Sunday, July 8, 2007

Detrimental semantics

Haaretz :
One can assume that this is generally an insensitive habit of speech of a majority that regards itself as the general public, as a majority tends to do. There are surely those who are not prepared, in principle, to recognize that a non-Jew can be an Israeli. However, it seems that more often the problem exists in the opposite direction among those who prefer to call the national group that constitutes the state's majority 'Israelis' and not 'Jews.'

'Israeli' sounds to them like a civic and secular term, while 'Jew,' in their view, is an ethno-religious definition. ...There is no intention here of claiming that Arabs are not Israelis, but rather an intention, or habit, of refraining from defining the Jews as Jews. After all, as noted, an enlightened, liberal and secular person in our times has learned to recoil from the term "Jew," which emits an odor of extreme nationalism and religious coercion....

It would be best to leave the term "Israeli" as a civic label that applies, in principle, to all citizens of the state.
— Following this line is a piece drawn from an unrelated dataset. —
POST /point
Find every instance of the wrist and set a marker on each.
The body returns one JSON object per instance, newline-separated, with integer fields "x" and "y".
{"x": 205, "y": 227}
Most people belonging to the majority do not care if they are called Jews, Israeli Jews, or "simply" Israelis: They regard these terms, in most contexts, as synonyms. From the perspective of relations with the Arab minority, it is actually better to call the members of the nation that comprises the majority "Jews" (or "Israeli Jews"), and to call all Israel's citizens, regardless of religion and nationality "Israelis."...

As noted, there are no semantic solutions for substantive problems. But it is always possible to make things worse.